When Honeywell bought the GE computer business in 1969, I became involved with the Multics project, which was constructing a multi-user system that was at least 20 years ahead of its time. I managed a group that produced security enhancements for that system, acted as liaison to Nippon Electric in an unsuccessful attempt to sell a Multics system in Japan, and learned a lot about large-scale corporate mergers. Notably, that they almost never work.
I contributed to the design and verification of software for the Saab JA37B autopilot, which was the first full-authority digital fly-by-wire system to fly operationally.
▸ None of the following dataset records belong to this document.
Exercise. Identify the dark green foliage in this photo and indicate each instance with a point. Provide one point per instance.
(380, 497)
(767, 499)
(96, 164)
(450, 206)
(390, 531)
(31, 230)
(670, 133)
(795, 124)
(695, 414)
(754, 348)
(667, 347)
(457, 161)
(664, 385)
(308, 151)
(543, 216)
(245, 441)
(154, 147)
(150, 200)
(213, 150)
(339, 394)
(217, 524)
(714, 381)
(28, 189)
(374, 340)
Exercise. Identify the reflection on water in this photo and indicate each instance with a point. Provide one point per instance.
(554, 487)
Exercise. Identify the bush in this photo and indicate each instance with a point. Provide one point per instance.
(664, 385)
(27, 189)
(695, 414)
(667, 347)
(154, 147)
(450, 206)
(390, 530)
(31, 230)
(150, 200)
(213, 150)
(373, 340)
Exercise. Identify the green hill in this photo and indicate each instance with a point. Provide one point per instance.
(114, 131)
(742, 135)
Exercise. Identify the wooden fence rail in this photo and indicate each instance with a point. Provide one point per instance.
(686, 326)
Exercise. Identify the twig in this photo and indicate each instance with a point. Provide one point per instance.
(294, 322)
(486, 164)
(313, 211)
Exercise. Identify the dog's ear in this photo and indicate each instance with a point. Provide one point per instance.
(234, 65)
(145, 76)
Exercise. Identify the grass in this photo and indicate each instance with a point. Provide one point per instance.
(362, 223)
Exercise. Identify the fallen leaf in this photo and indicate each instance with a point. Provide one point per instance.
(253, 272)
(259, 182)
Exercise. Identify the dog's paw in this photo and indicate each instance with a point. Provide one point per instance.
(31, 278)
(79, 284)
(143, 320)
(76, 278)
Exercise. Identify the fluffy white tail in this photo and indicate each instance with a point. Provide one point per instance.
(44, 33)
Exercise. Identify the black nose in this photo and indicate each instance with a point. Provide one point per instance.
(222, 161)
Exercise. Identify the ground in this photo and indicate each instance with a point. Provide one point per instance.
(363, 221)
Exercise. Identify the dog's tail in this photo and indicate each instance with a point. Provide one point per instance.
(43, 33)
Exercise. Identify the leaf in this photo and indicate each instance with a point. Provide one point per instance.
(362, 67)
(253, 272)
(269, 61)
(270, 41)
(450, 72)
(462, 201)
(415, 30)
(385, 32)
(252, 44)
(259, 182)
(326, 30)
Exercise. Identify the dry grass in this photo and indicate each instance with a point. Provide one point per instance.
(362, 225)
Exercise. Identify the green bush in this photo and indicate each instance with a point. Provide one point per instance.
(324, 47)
I performed similar tasks for the Mark 48 torpedo and the Space Shuttle main engine controller. I led the engineering of several advanced electronic security systems, rose to the grade of Senior Research Fellow and won Honeywell’s highest award for technical achievement. I acted as a corporate-wide software project troubleshooter and, based on that experience, developed a course on systems engineering and project management that was attended by over 3,000 students in 13 countries.
I also was a regular consultant to the Weapons System Support Activity at the Naval Weapons Center, China Lake, where I focused on the management and verification of the A6E Operational Flight Program software.
I then became technical founder and Chief Scientist of Secure Computing Corporation where I led the creation of the Sidewinder security server and other security products.
My final position before retirement was as a Senior Scientist for Sandia National Laboratories, where I lead and participated in a variety of analysis projects.
After retirement I served a short tour as a cyber security consultant to the Advisory Committee on Reactor Safeguards of the Nuclear Regulatory Commission.
I have served on National Research Council committees that produced the following reports:
1991: Computers at Risk: Computing in the Information Age
1997: For the Record: Protecting Electronic Health Information
1999: Trust in Cyberspace
2003: Information Technology for Counterterrorism: Immediate Actions and Future Possibilities
2004: A Review of the FBI´s Trilogy Information Technology Modernization Program
2008: Protecting Individual Privacy in the Struggle Against Terrorists: A Framework for Program Assessment
2010: Proceedings of a Workshop on Deterring Cyberattacks: Informing Strategies and Developing Options for U.S. Policy
2010: Risk-Based Approaches for Securing the DOE Nuclear Weapons Complex.
I´ve also participated in the workshops “Cyber-Attack” and “Insider Threat” and have acted as a reviewer for many National Research Council reports. In recognition of the above service, December 2011 I was made a National Associate of the National Research Council. This is a special lifetime honor for those who have made extraordinary contributions to the work of the National Research Council.
I am listed as inventor on 13 patents in computer and communications security.
In 2016 I was elected to the American Model Yachting Association Hall of Fame, in recognition of my contributions to the hobby and sport of radio controlled model sailboats. I am the Historian for the U.S. Vintage Model Yacht Group, have edited its publication “The Model Yacht” since 1998, and have helped curate the sailing models of Nathanael Herreshoff which are in the Herreshoff Museum in Bristol, RI.
Selected publications pertaining to model and full-scale yachting:
Yankee III: Build and Sail a Model of a Famous J Class Yacht. (Book, 2003)
“‘That Peculiar Property:’ Model Yachting and the Analysis of Balance in Sailing Hulls.” In Proc 18th Chesapeake Sailing Symposium.
“Yankee: The Most Astonishing J” In Proc 4th Classic Yacht Symposium.
“RG65 Design” In Model Yachting (Journal of the American Model Yachting Association) Issue 165.